Coronavirus cases nationwide and in Massachusetts have accelerated dramatically since students first returned to campus in August. Then, the seven-day average of new cases in the state sat at approximately 300. Now, that figure sits around 3,000—ten times higher.
The eight positives come on the heels of two cases of the highly contagious coronavirus variant that first emerged in the United Kingdom, discovered in Massachusetts last week. A Centers for Disease Control and Prevention report on Jan. 15 warned the variant could become the dominant strain in the U.S. as soon as early March. The variant is believed to be at least 50 percent more transmissible than prior strains of the virus.
In an email sent to students Monday afternoon, Assistant Vice President and “COVID Lead” Erik Muurisepp addressed the spread of the variant and re-emphasized the need for compliance with college safety precautions.
“As we have learned these past eleven months, information comes quickly and can be ever-changing as it relates to the virus and guidance,” Muurisepp wrote in the email. “Additionally, with the new administration, the federal government may be releasing updated information and guidance.”

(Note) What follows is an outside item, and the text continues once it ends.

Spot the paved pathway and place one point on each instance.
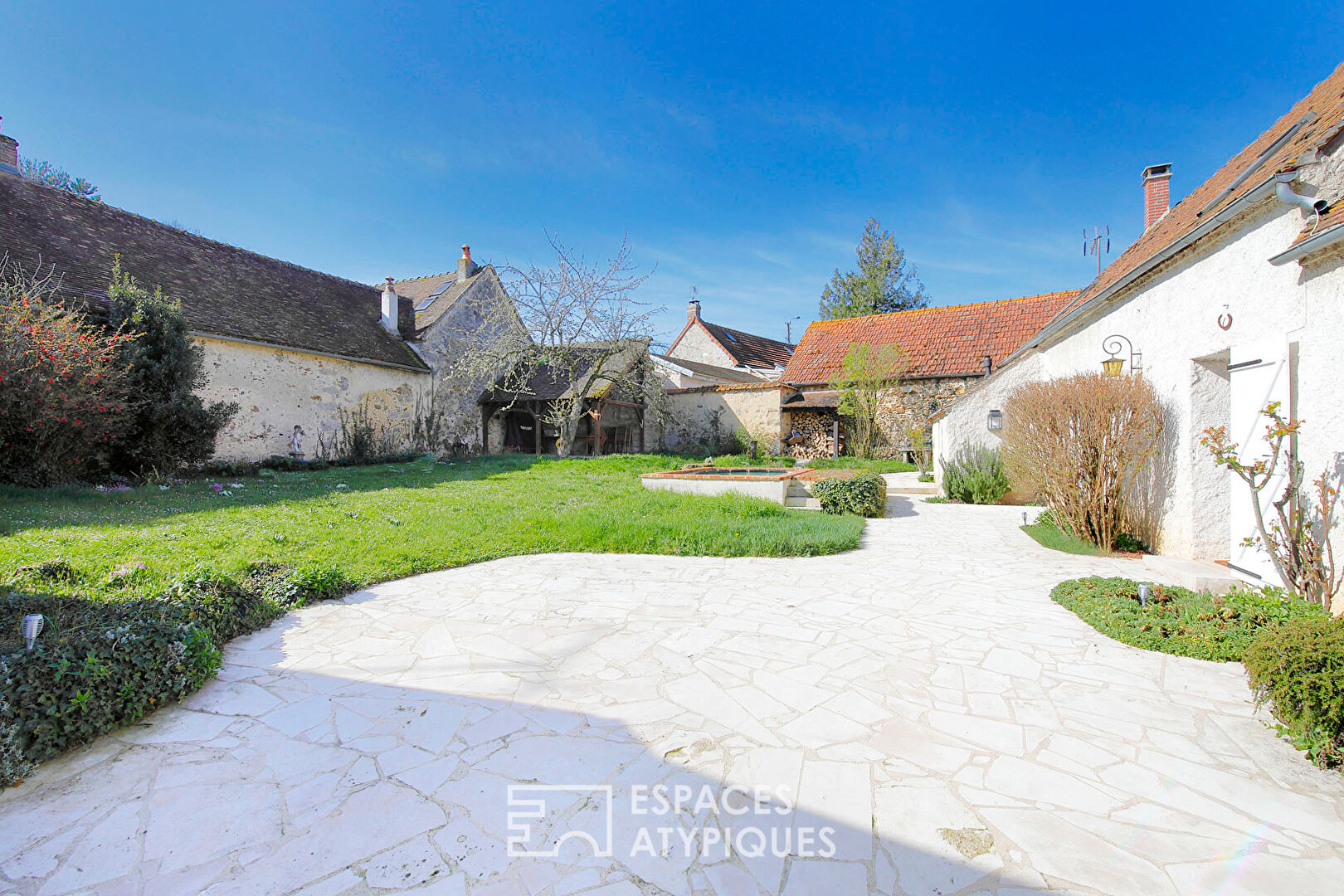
(916, 716)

The PCR tests administered for Emerson students, faculty, and staff at a Tufts Medical Center facility are able to detect the variant, Muurisepp’s email said. However, he did not clarify whether the Broad Institute, the facility responsible for providing and processing testing from Emerson and other area colleges, intends to begin screening for the variant.
No college policies are slated to change based on the variant, Muurisepp said. He compared the mutation of COVID-19 to the mutations of influenza and added the contact tracing system instated by the college for Fall 2020 would continue to be employed.